Nicht zuletzt für viele Fans der aktiven Szene war die ohnehin unbeliebte Klub-WM wenigstens mit der Hoffnung verbunden, dass sich Talente auf internationaler Bühne würden präsentieren können. Doch daraus wurde – mit kleinen Ausnahmen beim 10:0-Auftaktsieg gegen die Amateurmannschaft von Auckland City – bislang nichts. Spätestens mit dem anstehenden Viertelfinale gegen Paris Saint-Germain am Samstag (18 Uhr MESZ/DAZN, Sat.1 und im Live-Ticker) ist die Hoffnung dahin.

"Jetzt geht es halt ans Eingemachte", sagte Sportvorstand Max Eberl, angesprochen auf die Einsatzchancen von Adam Aznou. Der 19 Jahre alte Linksverteidiger steht beispielhaft für den angesprochenen Konflikt. Aznou gilt als hoch veranlagt, ist sogar bereits Nationalspieler beim WM-Vierten Marokko. Doch bei der Klub-WM spielte er bislang nur acht Minuten – gegen Auckland. "Wenn wir ihn brauchen, werden wir ihn einsetzen", sagte Eberl. "Momentan haben wir noch Gestandene, die das machen können."

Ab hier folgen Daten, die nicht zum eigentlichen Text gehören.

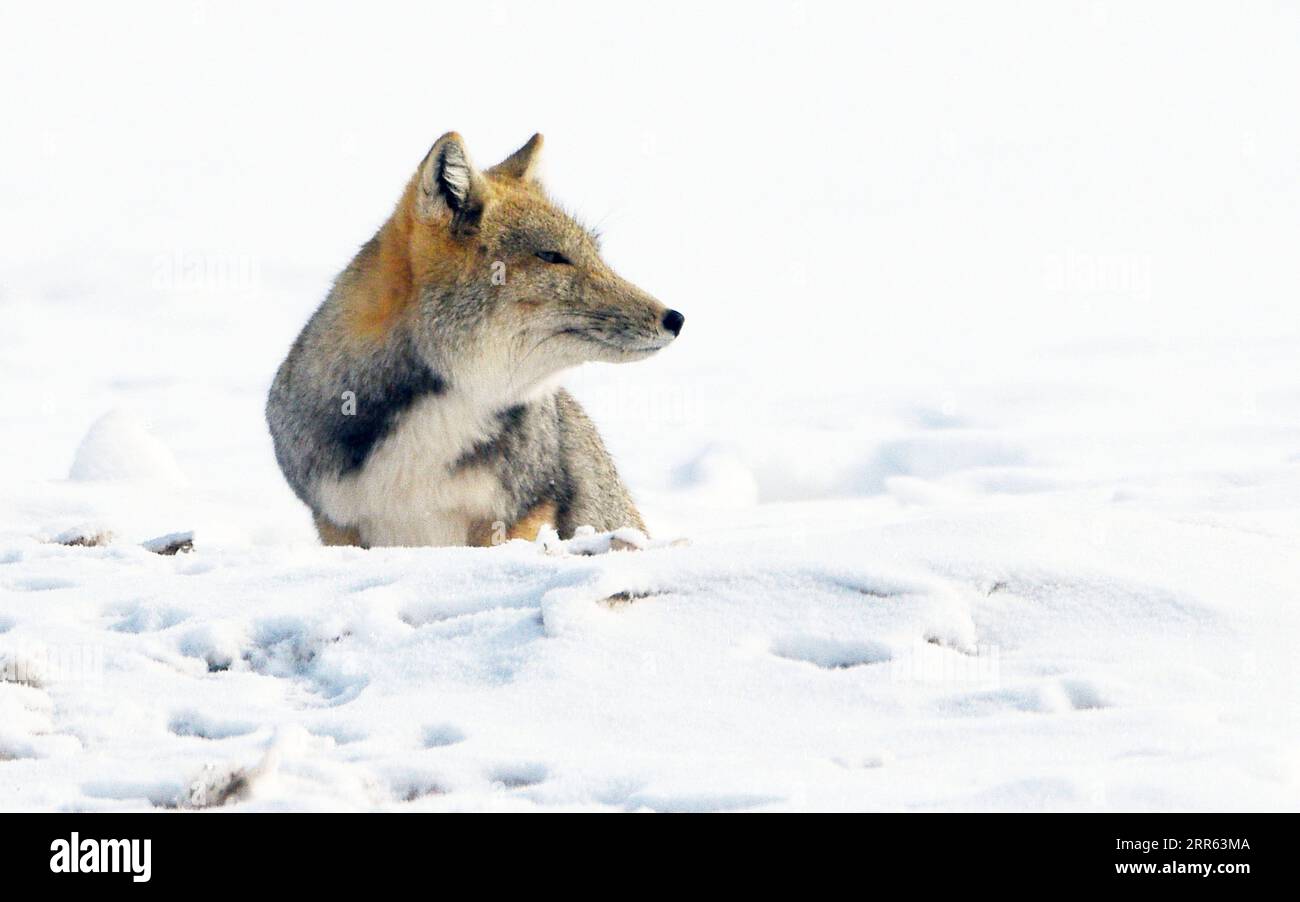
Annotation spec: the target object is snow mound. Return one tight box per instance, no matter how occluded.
[68,409,186,485]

In Abwesenheit des verletzten Stamm-Linksverteidigers Alphonso Davies erhielten bisher der eher formschwache Raphaël Guerreiro und Josip Stanisic den Vorzug. Warum er dafür extra vorzeitig seine Leihe bei Real Valladolid beendete und auf Länderspiele mit Marokko verzichtete, dürfte sich wohl nicht nur Aznou fragen.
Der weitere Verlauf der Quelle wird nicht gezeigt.